There are probably good reasons for not doing so but if there are what art they?
Cheers
Stewart


----------



## plantman (Nov 7, 2015)

If you ever have to adjust, replace, or work on the pen you will never get it back out in one piece if you glue it in !!   Jim  S


----------



## furini (Nov 7, 2015)

plantman said:


> If you ever have to adjust, replace, or work on the pen you will never get it back out in one piece if you glue it in !!   Jim  S



But I should be able to pull out the nib and feed?


----------



## Skie_M (Nov 7, 2015)

Yes ... if you can't pull the nib and feed section out, you can't do your usual monthly maintenance and cleaning of your fountain pen ... the dried ink will keep fresh ink from flowing properly, and also keep you from re-filling a refillable ink cartridge.


It should be a nice firm friction fit, to keep excess ink from flowing out and keep too much air from getting to the ink and drying it out.


----------



## darrin1200 (Nov 8, 2015)

Rather than gluing it in, whay was recommended to me was a little pure silicone grease on the threads to seal it.


----------



## 79spitfire (Nov 10, 2015)

Many commercial pens have the sleeve that holds the nib and feed glued in. Montblanc actually uses a 'sealer' on the feed and nib to prevent customers from 'adjusting' nibs. Carefully done the nib and feed should still be removable. 

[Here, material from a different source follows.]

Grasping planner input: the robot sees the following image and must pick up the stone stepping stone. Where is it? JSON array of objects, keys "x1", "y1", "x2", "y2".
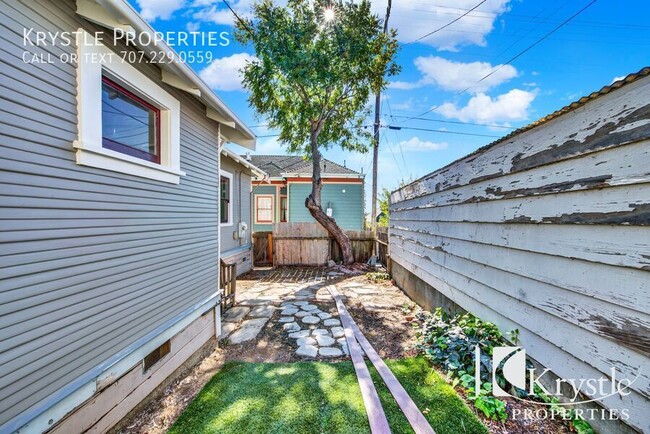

Are you having trouble with them unscrewing, or are you trying to avoid tapping the section?


----------



## edstreet (Nov 11, 2015)

Perhaps Jeff can give us some sage wisdom on proper fountain nib usage and weight in on the glue topic.


----------



## jeff (Nov 11, 2015)

edstreet said:


> Perhaps Jeff can give us some sage wisdom on proper fountain nib usage and weight in on the glue topic.



Why would you say that Ed? I've never claimed to have any such knowledge.

I deleted your post because I didn't like your response of "non intelligent" directed at the posters question.  It was unnecessary. I consider comments like that to contribute to a climate of hostility.

What's your point by calling me out?


----------



## furini (Nov 11, 2015)

Thanks for the extra contributions - I asked because I was thinking of doing it without having to buy a new tap as I've found cheap nibs, feeds and holders (total cost £0.65!).  I know they're not going to be great pens but I've had a go with a converter stuck on the end before making a pen from the components and it writes ok.  They're going to be gifts to my students - can't run to £300 for decent Bock nibs for all of them!

I was sure I'd come across some kits where the nib and feed had the holder glued into the section, but as it is, I've ordered a tap from Mike which is nearly the right size.  I need 6.4 x .5 and have ordered a 6.5 x.5 as I can't find the 6.4 one anywhere.  It'll make each pen cost me a £1 more which I can live with.

Cheers

Stewart


----------